客室乗務員に向いている人・適性・必要なスキル

客室乗務員に向いている性格・適性

自己管理ができる人

客室乗務員は体力があることに加えて、徹底した自己管理ができるかどうかも重要です。

客室乗務員になると、フライトで各地に飛び回ることになります。

フライトの度に違う時差の国に行くことも多くなるため、しっかりと自己管理ができていなければ、すぐに身体を壊してしまうでしょう。

国内線だけを運航する航空会社の場合でも、1日に数回のフライトをこなすハードスケジュールのため日頃から自分で体調を整えようと努力することは必須です。

豊かな人間性がある人

客室乗務員の採用試験では、人柄が大変重視されます。

さまざまなお客さまと接する仕事であるため、人間的な魅力があるかどうかや、一般教養が身についているかなども問われます。

客室乗務員は、お客さまにとって安心感を持ってもらえるような存在にならなければなりません。

そのためには、日頃から世の中のニュースに興味を持ち教養を深めたり、さまざまな人と話してコミュニケーション能力を高めたりすることも大切です。

正しい日本語が使えるかどうか、清潔感や笑顔・立ち姿など見た目の部分も重要です。

これらは日常的に注意しておくとよいでしょう。

チームプレーができる人

客室乗務員はパイロットや整備士、また他の客室乗務員たちと協力し合って働く必要があるため、チームプレーができる人が望まれます。

もちろん、自分の経験や判断に基づいてお客さまにサービスをすることもありますが、基本的には仲間と協力して働く姿勢が必要です。

クラブ活動やアルバイトなど、仲間と一緒に行動することへのやりがいや苦労の経験を味わったことがあれば、客室乗務員の仕事でも生かすことができるでしょう。

客室乗務員になるには

客室乗務員に必要なスキル・能力

保安要員としての使命感・責任感

客室乗務員は、機内のサービス要員だけでなく、万が一の時の保安要員として、大勢のお客さまの命を預かっているという使命感・責任感を持って仕事に臨まなければなりません。

飛行機を利用するお客さまは安全な運航を信じていますから、フライト中にお客さまが不安を感じるようなことがあってはならないのです。

フライト前後やフライト中の安全には常に気を配り、万が一、機体や機内の状況に異常を感じたら、すぐに機長や他のクルーに報告し指示を仰ぎます。

どうしても空港に引き返したり、不時着を余儀なくされたりすることになれば、冷静にアナウンスをしてお客さまを誘導しなくてはなりません。

客室乗務員にとってはお客さまの安全を守る気持ちが何よりも大事なのです。

向上心

サービス業の中でも、特に質の高いサービスを求められる客室乗務員の仕事には、向上心が欠かせません。

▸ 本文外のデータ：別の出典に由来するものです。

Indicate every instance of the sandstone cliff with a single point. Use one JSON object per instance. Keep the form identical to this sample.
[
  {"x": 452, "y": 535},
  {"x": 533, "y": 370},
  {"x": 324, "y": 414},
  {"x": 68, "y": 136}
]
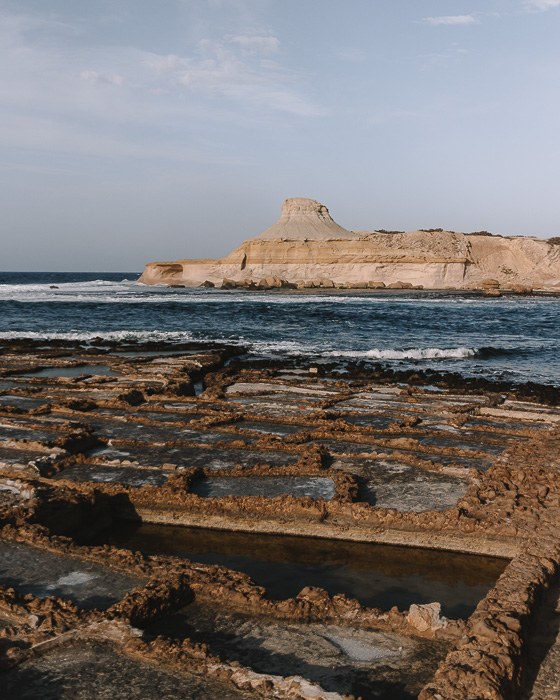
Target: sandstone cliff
[{"x": 305, "y": 244}]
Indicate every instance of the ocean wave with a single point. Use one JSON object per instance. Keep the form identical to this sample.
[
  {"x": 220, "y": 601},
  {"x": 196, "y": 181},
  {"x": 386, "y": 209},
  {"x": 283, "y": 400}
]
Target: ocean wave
[
  {"x": 383, "y": 354},
  {"x": 88, "y": 336},
  {"x": 273, "y": 348}
]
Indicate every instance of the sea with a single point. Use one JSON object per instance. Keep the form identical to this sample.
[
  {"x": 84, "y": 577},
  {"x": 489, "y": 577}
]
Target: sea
[{"x": 514, "y": 339}]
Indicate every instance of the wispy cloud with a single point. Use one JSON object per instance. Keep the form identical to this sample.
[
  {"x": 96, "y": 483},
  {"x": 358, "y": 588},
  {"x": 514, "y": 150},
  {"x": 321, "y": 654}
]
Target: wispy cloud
[
  {"x": 262, "y": 45},
  {"x": 235, "y": 68},
  {"x": 541, "y": 5},
  {"x": 350, "y": 54},
  {"x": 452, "y": 19},
  {"x": 92, "y": 76}
]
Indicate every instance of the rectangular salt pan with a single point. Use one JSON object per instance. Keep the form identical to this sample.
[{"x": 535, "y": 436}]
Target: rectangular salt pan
[
  {"x": 43, "y": 574},
  {"x": 266, "y": 486}
]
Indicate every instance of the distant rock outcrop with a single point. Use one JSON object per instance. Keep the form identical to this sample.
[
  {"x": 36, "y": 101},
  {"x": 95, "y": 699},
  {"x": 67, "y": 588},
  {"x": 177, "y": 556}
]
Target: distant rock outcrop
[{"x": 306, "y": 248}]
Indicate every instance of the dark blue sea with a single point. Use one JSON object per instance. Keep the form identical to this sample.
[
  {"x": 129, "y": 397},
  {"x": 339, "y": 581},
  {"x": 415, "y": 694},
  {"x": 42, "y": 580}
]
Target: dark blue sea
[{"x": 507, "y": 338}]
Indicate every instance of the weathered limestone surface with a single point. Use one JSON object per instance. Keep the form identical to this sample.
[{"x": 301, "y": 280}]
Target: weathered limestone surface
[{"x": 306, "y": 244}]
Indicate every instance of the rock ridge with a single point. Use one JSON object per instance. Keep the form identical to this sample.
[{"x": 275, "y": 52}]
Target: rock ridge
[{"x": 306, "y": 244}]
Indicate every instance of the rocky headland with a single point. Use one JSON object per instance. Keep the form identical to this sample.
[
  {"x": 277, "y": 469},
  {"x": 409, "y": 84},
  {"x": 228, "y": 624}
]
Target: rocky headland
[{"x": 306, "y": 248}]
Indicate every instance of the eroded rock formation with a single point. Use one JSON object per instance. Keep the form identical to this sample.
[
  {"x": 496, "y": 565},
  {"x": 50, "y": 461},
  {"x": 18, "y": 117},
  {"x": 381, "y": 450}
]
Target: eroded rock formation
[{"x": 307, "y": 248}]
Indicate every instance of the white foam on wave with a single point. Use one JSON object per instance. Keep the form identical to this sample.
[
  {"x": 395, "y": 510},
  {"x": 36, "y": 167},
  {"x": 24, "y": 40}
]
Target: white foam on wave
[
  {"x": 388, "y": 354},
  {"x": 285, "y": 347},
  {"x": 88, "y": 336}
]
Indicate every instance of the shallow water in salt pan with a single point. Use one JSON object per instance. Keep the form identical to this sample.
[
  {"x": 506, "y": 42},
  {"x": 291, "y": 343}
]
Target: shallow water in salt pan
[
  {"x": 42, "y": 573},
  {"x": 377, "y": 575},
  {"x": 314, "y": 487}
]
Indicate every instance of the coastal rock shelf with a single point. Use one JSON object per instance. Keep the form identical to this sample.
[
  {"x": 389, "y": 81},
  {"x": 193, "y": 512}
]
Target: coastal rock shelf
[
  {"x": 306, "y": 249},
  {"x": 214, "y": 524}
]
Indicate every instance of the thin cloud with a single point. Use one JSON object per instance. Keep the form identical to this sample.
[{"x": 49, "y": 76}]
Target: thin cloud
[
  {"x": 234, "y": 68},
  {"x": 541, "y": 5},
  {"x": 164, "y": 64},
  {"x": 92, "y": 76},
  {"x": 453, "y": 19},
  {"x": 262, "y": 45}
]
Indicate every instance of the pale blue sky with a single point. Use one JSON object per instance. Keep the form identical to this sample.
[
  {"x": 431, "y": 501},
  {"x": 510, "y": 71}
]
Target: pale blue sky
[{"x": 136, "y": 130}]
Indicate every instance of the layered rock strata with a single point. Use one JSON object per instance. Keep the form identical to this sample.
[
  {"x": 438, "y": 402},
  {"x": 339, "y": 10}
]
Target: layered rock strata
[{"x": 306, "y": 248}]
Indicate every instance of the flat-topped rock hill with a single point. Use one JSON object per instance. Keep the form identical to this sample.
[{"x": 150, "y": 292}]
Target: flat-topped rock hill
[{"x": 307, "y": 248}]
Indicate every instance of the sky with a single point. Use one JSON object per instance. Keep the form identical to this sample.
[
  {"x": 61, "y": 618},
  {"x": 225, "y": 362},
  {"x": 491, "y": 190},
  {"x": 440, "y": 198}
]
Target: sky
[{"x": 134, "y": 131}]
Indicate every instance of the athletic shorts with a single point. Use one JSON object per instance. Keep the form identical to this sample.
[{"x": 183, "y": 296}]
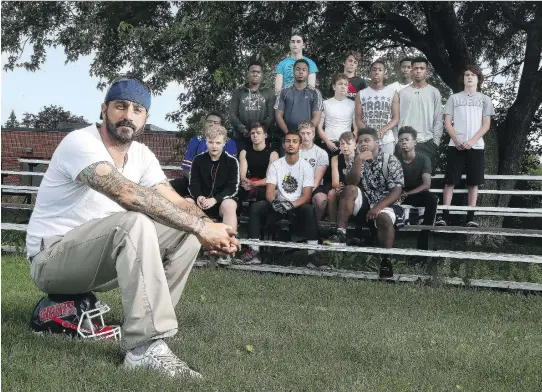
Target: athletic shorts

新人の客室乗務員にとっては、1日も早くお客さまに満足いただけるおもてなしができるよう努力が必要ですが、仕事に慣れてベテランといわれるようになっても、より良いサービスを目指していくという気持ちを忘れてはなりません。

客室乗務員にとっては毎日のフライトで毎日同じような業務の繰り返しでも、目の前にいるお客さまはその1回のフライトでのサービスに期待しています。

妥協せず、常に向上心をもって、目の前の仕事に全力で取り組むことが大切です。

冷静に対応すること

客室乗務員は、お客さまからクレームを受けることもあります。

それは客室乗務員のミスによるものばかりではありませんが、たとえ「自分には非がない」と思っても、まずはお客さまの声にしっかり耳を傾けることが大切です。

そして、感情的になっているお客さまが一番何を言いたいのか、何をしてほしいのかを冷静に考えなくてはなりません。

はじめは戸惑うことも多いかもしれませんが、先輩の対応の仕方を見たり、自身が経験を重ねたりしていくことで、徐々にお客さまから逃げずに冷静に向き合えるようになるものです。

客室乗務員に向いていないのはどんな人?

客室乗務員は業務の面からも体調の面からも自分に厳しい態度で臨まなくてはなりません。

そのため、自分に甘い人や向上心がない人は、客室乗務員になるのは難しいでしょう。

客室乗務員の仕事をする上では、ちょっとした甘えや油断からお客さまに迷惑がかかってしまったり、最悪の場合安全な運航が脅かされてしまったりすることもあります。

客室乗務員は、接客業でありながらお客さまの命を守る仕事であるため、油断や甘えも許されないのです。